Harry e ela haviam escapado por pouco da morte, e tiveram de conviver de forma próxima durante dois dias e duas noites no meio da floresta. A chegada ao edifício indicara o final do drama, e certamente fora essa constatação que provocara o beijo. Não havia significado nada para ele, e não devia dar mais importância ao fato do que permitia a realidade.

Bryan e Rony a esperavam sentados à mesa quando ela entrou na cozinha. A conversa durante o jantar foi leve e agradável. Bryan contou tudo que vira na Toca, mencionou novamente o lago, o menino acrescentou:

- Papai disse que algumas vezes eles iam nadar sem roupas!

Hermione lutou contra a imagem que invadiu sua mente. Não queria pensar no corpo forte e bronzeado de Harry emergindo do lago, nu ainda por cima...

- Isso Harry não me falou.

- Harry te contou alguma história?

- Não há muito o que fazer além de conversar quando duas pessoas ficam perdidas na floresta.

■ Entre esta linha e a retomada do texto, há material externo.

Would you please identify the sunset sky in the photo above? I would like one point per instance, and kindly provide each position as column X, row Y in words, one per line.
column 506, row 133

Era engraçado, ela pensou enquanto comia. Confessara a Harry seu medo do escuro, algo que jamais revelou ao homem com quem estivera casada durante nove anos. Confiava em seu ex-marido, mas não sabia por que não tinha comentado nada sobre o assunto. Antigamente, ela se abria mais com Harry, realmente, e simplesmente discutia com Rony.

Depois do casamento Harry havia se tornado mais fechado. Bryan estava falando sobre a casa onde o pai morava. Hermione sabia que devia ter achado impressionante! Com toda aquela magia, o lugar era lindo realmente. E eles haviam reformado toda a casa, tornando-a maior e mais luxuosa. Mais tarde, depois de arrumarem a cozinha e colocarem Bryan na cama, Hermione e Rony se sentaram à mesa diante de duas xícaras de chá para conversarem.

- Você está muito quieto. – ela começou. – Aconteceu alguma coisa?

- Na verdade, há algo que quero discutir com você. Uma onde de apreensão a invadiu. Nunca vira Rony tão sério, tão sombrio.

- O que foi?

Ele escolheu as palavras com cuidado antes de começar.

- Durante os últimos dois meses, tenho tido alguns problemas bem desagradáveis, como dores de cabeça, tontura e visão embaçada. Cheguei a pensar que precisava de óculos, e por isso fui procurar um médico, mas ele não encontrou nada de errado em meus olhos.

A apreensão cresceu quando ele desviou o olhar e mexeu o chá pela terceira vez. Os dedos tremiam, e ele parecia nervoso.

- Rony, está me assustando. Fale de uma vez. O que está acontecendo?

- Tenho um tumor. As palavras pairaram no ar por alguns instantes, enquanto Hermione rezava para ter ouvido mal.